Several corn farmers have been recently reporting issues as the crop is approaching maturity. One of the main issues is about the premature ear droop observed in several fields across the state. Corn plants typically maintain the ears in the upright position until after the crop has reached full maturity (black layer - around 35% grain moisture in the kernels). This process occurs due to the loss of turgidity in the shank that supports the ear (Figure 1). This condition observed in several fields across the state is a reflection that the movement of sugars and nutrients from the plant to the ear has been impaired and therefore grain filling is usually interrupted.
Figure 1. Droopy ears observed in a corn field and a picture of the ear depicting kernels early in the grain filling process. Photos by Marvin Pipes.
The main consequence of this phenomenon is that all kernels in the ear will move prematurely to black layer formation (maturity) (Figure 2). This issue will have a larger impact on yield depending on the stage of the grain filling – with earlier occurrences during the grain filling presenting a larger impact on final yields, primarily by affecting the final kernel size.

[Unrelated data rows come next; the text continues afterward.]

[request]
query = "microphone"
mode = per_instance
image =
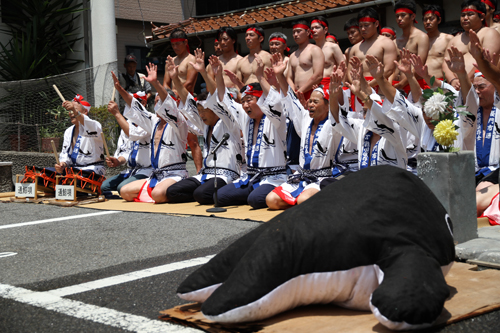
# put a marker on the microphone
(224, 139)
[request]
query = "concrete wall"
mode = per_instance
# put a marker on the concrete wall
(169, 11)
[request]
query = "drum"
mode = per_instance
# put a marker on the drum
(86, 181)
(46, 177)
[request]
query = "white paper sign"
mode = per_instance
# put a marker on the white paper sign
(65, 192)
(25, 190)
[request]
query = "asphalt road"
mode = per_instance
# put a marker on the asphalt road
(84, 270)
(147, 254)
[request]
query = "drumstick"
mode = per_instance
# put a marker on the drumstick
(58, 92)
(55, 151)
(104, 142)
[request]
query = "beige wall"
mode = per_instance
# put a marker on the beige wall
(162, 11)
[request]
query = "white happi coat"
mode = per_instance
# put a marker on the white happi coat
(409, 115)
(492, 132)
(136, 150)
(170, 157)
(229, 155)
(88, 153)
(390, 148)
(326, 140)
(269, 152)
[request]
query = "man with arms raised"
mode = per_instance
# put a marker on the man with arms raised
(333, 53)
(374, 44)
(438, 41)
(227, 38)
(472, 17)
(412, 39)
(247, 66)
(188, 76)
(353, 34)
(491, 6)
(306, 63)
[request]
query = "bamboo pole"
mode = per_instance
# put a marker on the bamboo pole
(105, 144)
(58, 92)
(55, 151)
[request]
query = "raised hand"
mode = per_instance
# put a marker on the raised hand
(476, 49)
(199, 64)
(216, 64)
(279, 65)
(404, 65)
(375, 67)
(420, 68)
(171, 67)
(456, 62)
(152, 73)
(234, 79)
(260, 66)
(271, 77)
(113, 108)
(491, 57)
(301, 98)
(336, 81)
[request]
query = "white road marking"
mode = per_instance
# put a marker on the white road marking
(72, 217)
(90, 312)
(7, 254)
(132, 276)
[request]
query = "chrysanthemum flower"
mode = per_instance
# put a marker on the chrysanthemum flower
(445, 133)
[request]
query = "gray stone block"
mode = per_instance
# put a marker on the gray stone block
(451, 178)
(490, 232)
(6, 183)
(475, 248)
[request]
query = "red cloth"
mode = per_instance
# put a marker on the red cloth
(493, 211)
(407, 88)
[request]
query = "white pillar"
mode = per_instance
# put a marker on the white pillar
(103, 34)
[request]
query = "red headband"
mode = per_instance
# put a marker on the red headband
(367, 19)
(320, 22)
(472, 10)
(143, 96)
(279, 39)
(406, 10)
(79, 98)
(332, 37)
(389, 31)
(489, 3)
(255, 30)
(301, 26)
(435, 12)
(249, 90)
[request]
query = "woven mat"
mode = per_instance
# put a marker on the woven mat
(472, 293)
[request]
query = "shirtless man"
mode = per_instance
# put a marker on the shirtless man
(217, 48)
(438, 41)
(247, 66)
(412, 39)
(374, 44)
(491, 6)
(472, 17)
(187, 74)
(333, 53)
(229, 59)
(352, 29)
(306, 63)
(388, 32)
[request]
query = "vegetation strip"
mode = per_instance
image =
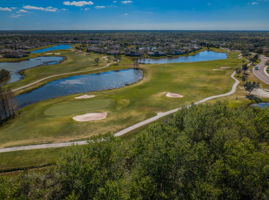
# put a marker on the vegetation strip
(124, 131)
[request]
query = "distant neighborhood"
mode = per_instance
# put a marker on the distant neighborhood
(134, 44)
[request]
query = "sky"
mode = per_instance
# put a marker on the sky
(134, 15)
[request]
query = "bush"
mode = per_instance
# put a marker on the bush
(204, 152)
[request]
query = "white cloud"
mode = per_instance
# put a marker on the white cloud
(5, 9)
(77, 3)
(100, 7)
(47, 9)
(126, 2)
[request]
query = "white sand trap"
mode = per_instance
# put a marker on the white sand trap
(173, 95)
(85, 97)
(90, 117)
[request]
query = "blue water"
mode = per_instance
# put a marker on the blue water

Factors that influence droopy ears
Some of the conditions that favor this issue are related to: high temperatures, poor root development, and drought stress – with the latter as one of the most relevant factors in past seasons. However, it does not appear that drought was the main cause for this season since this issue has also being reported in many irrigated fields (with water being not a limiting factor). At this point, we are still exploring different hypotheses for main causes, but one thing is certain, the loss of turgidity in the shank is linked to a cannibalization of carbohydrates for the plant. Simply put, the plant (more specifically, the kernels) were running out of resources. When this occurs, the plant will use all the reservoirs of carbohydrates available – with the stem and shank organs as main plant storage units – until running out of sugars to satisfy the grain-filling demand.
A few factors that can affect the ability of the plant to produce less carbohydrates (and also have a low reservoir) are linked to the photosynthesis process. Optimal temperature, solar radiation, adequate water, and nutrition are key components for healthy plants and good conditions for improving the ability to produce carbohydrates. Many factors are still under evaluation. Based on our current analysis, there is clearly a combination of multiple stresses (less optimal temperatures, cloudy days, and high evapotranspiration) affecting photosynthesis and thus the capability of the corn plants to satisfy the demand coming from all the kernels in the ear.
Figure 2. Corn at dent and black layer growth stages (upper panel) and progression of “milk line” for corn (lower panel; source: https://bookstore.ksre.ksu.edu/pubs/MF3305.pdf). Photo and infographic by Ignacio Ciampitti, K-State Research and Extension.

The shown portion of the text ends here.